When we drop over into the second element of data complexity. In most cases, I think we’re probably still going to fall into the low category.  We may order tests, but probably not going to be outside our office most of the time. So, there’s debate on whether we could use ordering of each unique test as one of the bullets under category one or not. And then, review of external notes, we may or may not have that, most of the time we’re probably not going to have that. And then reviewing the tests, reviewing the results of the test. If a test that we ordered inside our office, we’re probably safer to not separate the act of ordering the test and the act of doing the test, because we’re already billing for the test and the interpretation report. It’s debatable and as I mentioned earlier, to some certified professional coders, even certified professional auditors, do believe that the act of ordering the test, is separate from the act of performing the test and could be counted. So, we might meet that and probably do meet that for the low complexity or limited. Category two about the assessment requiring an independent historian, most of the time we’re probably not going to meet that. We’re going to use category one. If we’re trying to reach a moderate level, then certainly we’re going to have to get three of those components in category one. And as I mentioned, depending on how you interpret the act of ordering the test as being separate from the act of performing the test, or whether you’re combining that, that’s going have a lot to do with whether you can actually meet those. And then of course, whether the patient has been referred or they initially presented it with a problem in your office. In most cases, I’m going to say it probably drops into limited or level three.

 

And then of course when we get to risk of complications and or morbidity or mortality from patient management, we’ve got a fairly low risk, well I think an extremely low risk of mortality and a low to potentially moderate risk drug management if we’re not prescribing any real treatment there then other than just following and it resolves on its own, then low risk. However most of the time, we may be prescribing a prescription, especially if its initial presentation. We might prescribe Lotemax and as it goes down the road, we might prescribe Zybrim. And so you’re immediately going to drop into a level four there. But if we throw out our lowest, either element one or element two, but we’re still going to bill on the next lowest element. So, in a follow-up visit, we’re probably going to have two of them, two elements in the low, level three category and one in the moderate or level four. So we’re going to bill a level three.

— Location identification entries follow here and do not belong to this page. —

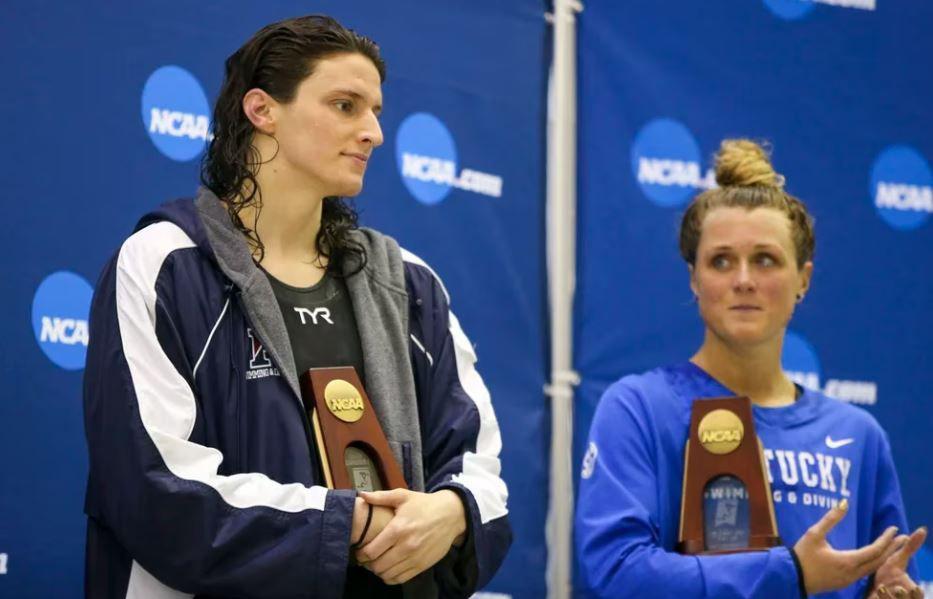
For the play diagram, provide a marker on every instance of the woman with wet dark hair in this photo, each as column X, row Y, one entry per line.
column 204, row 479
column 748, row 246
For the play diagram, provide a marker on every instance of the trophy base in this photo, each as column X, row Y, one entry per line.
column 755, row 543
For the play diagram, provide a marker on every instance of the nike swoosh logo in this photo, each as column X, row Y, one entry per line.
column 837, row 444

If it’s initial presentation and we decided a number of problems in complexity addressed, that we’re going to identify and support of our documentation, that its an undiagnosed new problem with uncertain prognosis and now we’re at a level four, regardless of what we get in level, in data complexity, we’re probably going to throw that out because we’re going to jump right to the risk of treatment and we’ve got prescription drug management if in fact we have prescribed and we’re going to follow that. So, now we’re throwing out the data complexity or element two as being our lowest scored element and we’re left with our next lower element being moderate. So, our initial presentation would be a level four.

 

And Dr. Cockrell, I do also kind of want to note there, any time that there is a change to that prescription it would go back to that prescription management, so if at that follow-up visit you’re prescribing a different medication that would again put you back to that moderate risk due to the prescription management. So anytime you are starting, stopping, or continuing a medication, that should be an element under risk assessment, correct?

 

Absolutely! And thank you for reiterating that.